Além do flagrante que não deu em nada, Chavarry conseguiu se livrar de um processo sobre envolvimento com a contravenção, embora seu nome tenha aparecido 16 vezes na chamada Lista do Bicho, na qual foram registradas propinas pagas pelo bicheiro Castor de Andrade. Até sábado, Chavarry estava à frente da Caixa Beneficente da Polícia Militar, que dirigia desde 2010. A entidade está envolvida em pelo menos 300 processos na Justiça, a maioria por não pagar benefícios prometidos aos seus contribuintes.
Acostumados com a crueldade das ruas, os três PMs que prenderam Chavarry falaram nesta segunda-feira em sentimentos de “nojo, repulsa e revolta”.
Nesse meio tempo, o coronel reformado, ao perceber a aproximação da PM, desligou o carro e apagou as luzes do Jetta, conforme relato de uma testemunha. Em seguida, tentou deixar o local. Um casal apontou o veículo à dupla de PMs, que seguiu atrás. O oficial só parou de dirigir cerca de cem metros adiante. Para o choque dos PMs, havia uma criança de dois anos nua no banco do carona. Imediatamente, o sargento Batista pediu ao soldado Mattos que tirasse a criança do carro. Mattos, que não tem filho e revelou ontem sonhar em ser pai de uma menina, emocionado, tentou acalmar o bebê.
- Peguei a criança e coloquei no colo. Ela estava muito assustada, chorando em prantos, agoniada. A farmácia ficava a uns cem metros do local de abordagem, e fui lá e comprei a fralda. Coloquei a fraldinha nela e botei no colo de novo - contou o jovem policial, citando que sentiu naquela hora. - Revolta.
Batista ainda ouviu o oficial dizer que estava trocando a fralda da criança:
- Respondi: como trocando a fralda dirigindo? E não havia fralda alguma! - lembra ele, acrescentando. - O Mattos ficou emocionado.
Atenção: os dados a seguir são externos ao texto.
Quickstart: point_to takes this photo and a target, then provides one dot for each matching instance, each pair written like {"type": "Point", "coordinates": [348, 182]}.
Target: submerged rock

Ele sempre fala do desejo de ter uma criança, até brinco com ele que é uma responsabilidade muito grande. Tenho três filhas e o mal que não quero para elas não quero para a família de ninguém - disse Batista, contando que, naquele momento, foi quebrada a hierarquia.
Foi ele o responsável por gravar com o celular a tentativa de suborno do coronel reformado:
- Num primeiro momento ele falou: "você pode pedir quanto você quiser. Sou presidente da Caixa Beneficente". Aí peguei minha câmera e comecei a gravar. As imagens não mostram, mas ele fazia com a mão um gesto assim (de dinheiro). E vendaval é código para dinheiro - lembra ele. - Tenho três filhas e fiquei muito triste. Mas não tenho que me deixar levar pela emoção, e sim pela razão. Todas as prerrogativas foram garantidas.
O subtenente Ismael Izidoro da Silva Filho, de 40 anos, foi ao local como supervisor. Ele ouviu as mulheres - Isabela e Thuane - em off, no local. Elas contaram que há dez anos frequentam a casa do coronel, como faxineiras. Isabela teria dito ao PM que mantém um caso com Pedro Chavarry, que, naquela noite, se comunicava com as duas pelo WhatsApp. Isabel chegou primeiro ao local. Depois Thuane se apresentou com a certidão de nascimento da criança. Os três alegaram que a mãe da bebê estava presa.
Ismael falou sobre como é enfrentar no trabalho um caso desse sendo pai de três filhos (duas mulheres e um menino) e avô de dois garotos.
- Num casso assim a gente sente repúdio, sente, asco, sente revolta, sente nojo. Por um momento, até raiva. Mas a postura tem que ser profissional. A gente não quer ver esse tipo de coisa com filho de ninguém, não é para existir na sociedade. A gente trabalha exatamente para que esse tipo de coisa não aconteça.O que quero é que esse cidadão esteja no lugar que está: na prisão. Independente de quem seja.
Por causa da hierarquia disciplinar, Chavarry só foi levado à delegacia após a chegada de um outro oficial. Segundo o porta-voz da PM, coronel Oderlei Santos, ele foi escoltado por um coronel do 3º BPM (Méier).